• öncelikle;

    (bkz: #75780865)

    sonralıkla;

    yıllardır herkesin bildiği ama aslında kimsenin dile getiremediği gerçek.

    evet, süleyman çakır, mehmet karahanlı’nın emri, testere necmi’nin plânlaması ve cerrahpaşalı halit’in pusuya yatıp silahıyla vurmasıyla hayatını kaybetti. ama hiç kimse bu hadisenin arka plânına bakmıyor. gelin hep birlikte bir bakalım.

    1- süleyman çakır, istanbul sefiri yapılıyor. istanbul emri altına veriliyor. uyuşturucudan pezevenkliğe, arazi mafyalığından bar-pavyon işine kadar olan pis işlere bakan ufak çaplı mafya liderlerinin kendisine biat etmesi için toplantı düzenliyor. toplantıda ana konu barış ortamının sağlanması ve süleyman çakır’ın da hem isteği hem de vaadi bu yönde.

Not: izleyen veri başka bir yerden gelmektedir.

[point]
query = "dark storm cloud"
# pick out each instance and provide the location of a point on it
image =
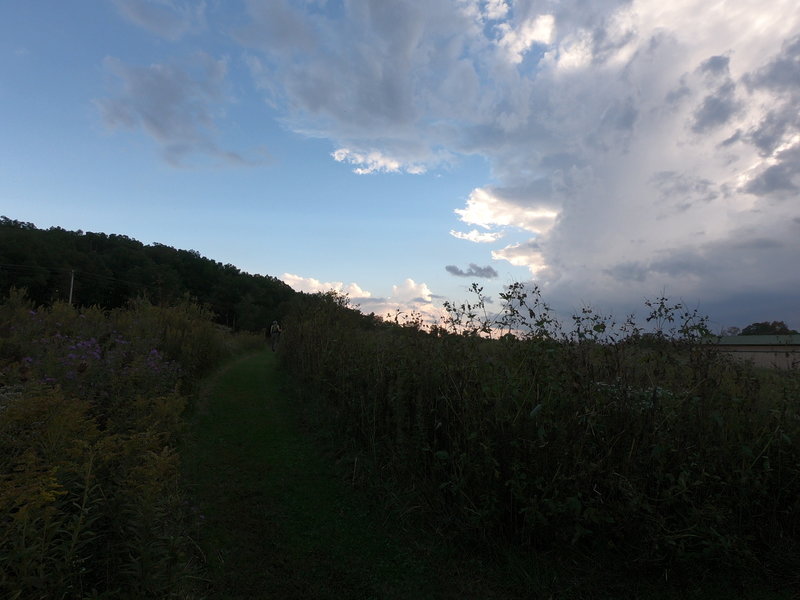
(716, 65)
(782, 73)
(175, 105)
(683, 191)
(716, 109)
(474, 271)
(779, 177)
(772, 129)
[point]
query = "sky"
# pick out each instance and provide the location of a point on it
(607, 151)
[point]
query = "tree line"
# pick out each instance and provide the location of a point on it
(104, 270)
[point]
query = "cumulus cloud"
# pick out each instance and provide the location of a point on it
(474, 270)
(175, 104)
(310, 285)
(169, 19)
(375, 162)
(476, 236)
(406, 298)
(636, 145)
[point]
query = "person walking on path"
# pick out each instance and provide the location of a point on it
(275, 334)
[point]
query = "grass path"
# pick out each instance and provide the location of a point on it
(279, 522)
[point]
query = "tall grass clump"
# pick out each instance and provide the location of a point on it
(90, 411)
(640, 445)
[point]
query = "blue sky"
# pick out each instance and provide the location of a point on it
(607, 150)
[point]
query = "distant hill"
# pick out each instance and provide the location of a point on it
(109, 270)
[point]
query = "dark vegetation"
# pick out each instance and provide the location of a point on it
(109, 270)
(629, 452)
(91, 405)
(611, 453)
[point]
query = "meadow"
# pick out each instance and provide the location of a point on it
(635, 449)
(91, 409)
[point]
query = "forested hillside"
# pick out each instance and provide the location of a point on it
(111, 269)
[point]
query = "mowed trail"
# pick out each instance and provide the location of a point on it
(278, 522)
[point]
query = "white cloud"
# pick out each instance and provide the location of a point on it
(170, 19)
(410, 291)
(517, 41)
(633, 140)
(476, 236)
(407, 298)
(175, 104)
(312, 286)
(487, 209)
(375, 162)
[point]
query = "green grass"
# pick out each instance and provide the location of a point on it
(280, 520)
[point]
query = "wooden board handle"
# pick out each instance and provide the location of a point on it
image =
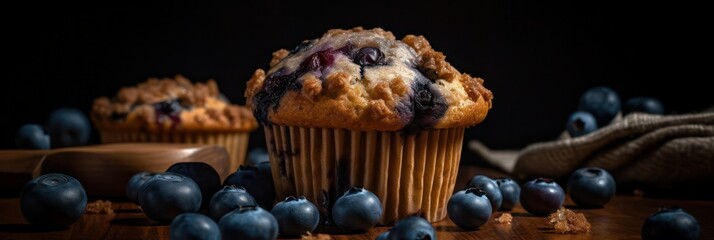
(105, 169)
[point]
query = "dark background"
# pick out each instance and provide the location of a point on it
(536, 56)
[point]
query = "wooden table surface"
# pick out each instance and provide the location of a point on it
(622, 218)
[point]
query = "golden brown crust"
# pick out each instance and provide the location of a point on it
(345, 95)
(201, 108)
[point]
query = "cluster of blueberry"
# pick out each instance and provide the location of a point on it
(241, 208)
(588, 187)
(65, 127)
(598, 106)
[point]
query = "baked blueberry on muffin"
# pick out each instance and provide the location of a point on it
(174, 110)
(358, 107)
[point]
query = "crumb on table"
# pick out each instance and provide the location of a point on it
(100, 207)
(504, 218)
(567, 221)
(318, 236)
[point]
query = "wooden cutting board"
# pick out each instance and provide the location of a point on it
(104, 169)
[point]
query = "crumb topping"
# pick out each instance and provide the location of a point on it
(366, 79)
(170, 104)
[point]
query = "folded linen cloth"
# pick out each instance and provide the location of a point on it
(641, 151)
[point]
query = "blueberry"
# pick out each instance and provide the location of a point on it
(166, 195)
(541, 196)
(248, 223)
(53, 200)
(134, 184)
(68, 127)
(671, 223)
(412, 228)
(203, 174)
(490, 187)
(383, 236)
(469, 209)
(427, 103)
(302, 46)
(169, 110)
(32, 136)
(228, 199)
(643, 104)
(258, 181)
(580, 123)
(602, 102)
(193, 226)
(357, 210)
(369, 56)
(591, 187)
(510, 190)
(257, 156)
(296, 216)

    toplantıya cerrahpaşalıları temsilen büyük abi halit’in yerine küçük kardeş metin gidiyor. toplantıda yapmış olduğu terbiyesizliğin üzerine süleyman çakır yapıcı konuşup gerginlik ortamını yumuşatmaya, koltuğa oturur oturmaz barış ortamı sağlamaya çalışmasına rağmen, polat alemdar lâfa girip metin’den ayar yiyince birdenbire süleyman çakır’ın hem makamını hem de lâfını ezip cerrahpaşa’lı metin’in kafasını kesiyor.

    2- cerrahpaşa’da metin’in yasını tutmak için 40 gün herhangi bir karşı eylem yapılmaması kararı veriliyor. diğer taraftan kendisinin avukatlığını yapması amacıyla cerrahpaşalı halit, elif eylül’e kendi usulünce iş teklifi yapıyor. buna kafası bozulan polat alemdar, yine çakır’ın aklına girip halit’in yeğenini kaldırtıp kurduğu düzenekle (kapı koluna bağlı iple silahın ateşlenmesi ve hedefin vurulması) halit’in kendi yeğenini öldürmesine sebep oluyor.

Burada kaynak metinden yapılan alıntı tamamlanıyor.